Here are seven good reasons we might consider changing our state slogan from We Love Dreamers to Oregon is for Writers (although I have to say that I think We Love Dreamers is pretty good.)

1. Willamette Writers. Five branches for members all over Oregon including chapters in Portland, Eugene, Southern Oregon, Coast, and Salem. Annual membership is CHEAP (currently just $36 per year). I live right between the Salem and Portland chapters and I’ve traveled to all five chapters to give presentations and/or workshops. All are wonderful in their own ways and offer support, education and networking opportunities for writers in these areas. In addition to offering monthly speakers, Willamette Writers hosts the annual Willamette Writers Conference each August, sends out a monthly newsletter (this is my third year writing a column for them), offers workshops, writer’s and critique group referral services, and hosts an annual book drive, Books for Kids, which has donated over 25,000 new and used books to kids in the Portland area. If you haven’t yet joined, you really should. Visit the Willamette Writers website.

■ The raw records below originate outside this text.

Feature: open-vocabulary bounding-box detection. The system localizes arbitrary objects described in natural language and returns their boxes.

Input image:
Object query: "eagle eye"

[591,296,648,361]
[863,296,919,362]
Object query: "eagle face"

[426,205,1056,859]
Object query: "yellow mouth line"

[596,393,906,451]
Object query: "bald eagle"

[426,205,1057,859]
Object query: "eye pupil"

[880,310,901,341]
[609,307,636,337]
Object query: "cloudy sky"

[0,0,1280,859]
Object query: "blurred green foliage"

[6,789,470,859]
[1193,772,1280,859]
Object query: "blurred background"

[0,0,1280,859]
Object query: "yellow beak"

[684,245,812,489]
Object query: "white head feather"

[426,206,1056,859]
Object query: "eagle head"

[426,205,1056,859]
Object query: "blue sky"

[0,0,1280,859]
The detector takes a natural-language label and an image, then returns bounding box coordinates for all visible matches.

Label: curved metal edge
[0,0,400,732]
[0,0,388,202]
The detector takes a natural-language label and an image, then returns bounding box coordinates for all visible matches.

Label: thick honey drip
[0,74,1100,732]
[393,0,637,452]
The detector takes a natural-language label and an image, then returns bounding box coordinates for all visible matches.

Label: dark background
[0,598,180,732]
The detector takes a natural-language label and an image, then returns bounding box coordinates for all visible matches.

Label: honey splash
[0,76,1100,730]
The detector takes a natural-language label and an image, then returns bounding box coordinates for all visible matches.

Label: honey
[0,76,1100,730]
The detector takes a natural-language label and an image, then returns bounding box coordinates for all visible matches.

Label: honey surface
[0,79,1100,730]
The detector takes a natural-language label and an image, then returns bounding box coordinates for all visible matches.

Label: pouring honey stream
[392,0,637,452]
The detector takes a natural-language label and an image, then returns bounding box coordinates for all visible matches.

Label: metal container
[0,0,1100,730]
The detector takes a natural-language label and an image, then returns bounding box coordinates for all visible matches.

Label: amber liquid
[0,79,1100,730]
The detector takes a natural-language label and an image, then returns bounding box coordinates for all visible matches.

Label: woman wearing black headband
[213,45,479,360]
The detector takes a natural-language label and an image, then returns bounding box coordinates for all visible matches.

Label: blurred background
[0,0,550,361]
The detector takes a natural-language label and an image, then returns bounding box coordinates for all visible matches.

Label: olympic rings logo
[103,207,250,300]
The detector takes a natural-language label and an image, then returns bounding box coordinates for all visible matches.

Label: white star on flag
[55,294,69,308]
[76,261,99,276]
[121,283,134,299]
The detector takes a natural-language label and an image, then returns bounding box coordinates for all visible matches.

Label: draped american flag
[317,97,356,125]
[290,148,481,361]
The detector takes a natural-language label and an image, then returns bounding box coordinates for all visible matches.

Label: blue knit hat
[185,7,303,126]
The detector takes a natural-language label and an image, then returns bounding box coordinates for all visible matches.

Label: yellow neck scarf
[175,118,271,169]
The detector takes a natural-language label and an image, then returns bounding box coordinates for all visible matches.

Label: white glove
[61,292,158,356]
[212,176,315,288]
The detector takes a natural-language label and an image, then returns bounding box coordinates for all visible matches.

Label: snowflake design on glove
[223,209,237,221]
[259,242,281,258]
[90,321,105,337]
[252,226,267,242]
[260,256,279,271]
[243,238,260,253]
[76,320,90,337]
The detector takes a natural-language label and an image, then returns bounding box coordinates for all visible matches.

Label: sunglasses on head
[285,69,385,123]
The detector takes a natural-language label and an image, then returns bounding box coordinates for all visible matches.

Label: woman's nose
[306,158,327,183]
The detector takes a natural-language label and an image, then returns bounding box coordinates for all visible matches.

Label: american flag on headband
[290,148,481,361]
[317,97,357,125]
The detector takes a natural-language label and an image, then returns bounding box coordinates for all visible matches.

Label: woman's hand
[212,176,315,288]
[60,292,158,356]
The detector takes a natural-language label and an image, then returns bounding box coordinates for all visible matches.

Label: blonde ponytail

2. Wordstock. If you care about all things literary and you live close by, I bet you go to Wordstock every year. Likely you  would not even think of missing it. Originally dubbed “The Festival of Books,” and famously publicized by the same ad agency that is known for it’s work with Coca-Cola (and now Old Spice), Wieden Kennedy, Wordstock has morphed itself into a terrific annual community-building event for literary folks. About themselves they say, “We believe showcasing the artistic accomplishments of contemporary writers at our festival is one of the most compelling examples of writing’s power that we can provide.” I’ve taught workshops at Wordstock a couple of times, and although I didn’t apply to teach this year, you better believe I’ll be there, as usual. In fact, I’ll be at the Willamette Writers Booth with Cindy Hudson signing books from 10-noon on Saturday. Wordstock does an awful lot of programming including some for teachers, writers, communities, kids, and even a book-t0-film weekend. Visit the Wordstock website and hope to see you there this weekend!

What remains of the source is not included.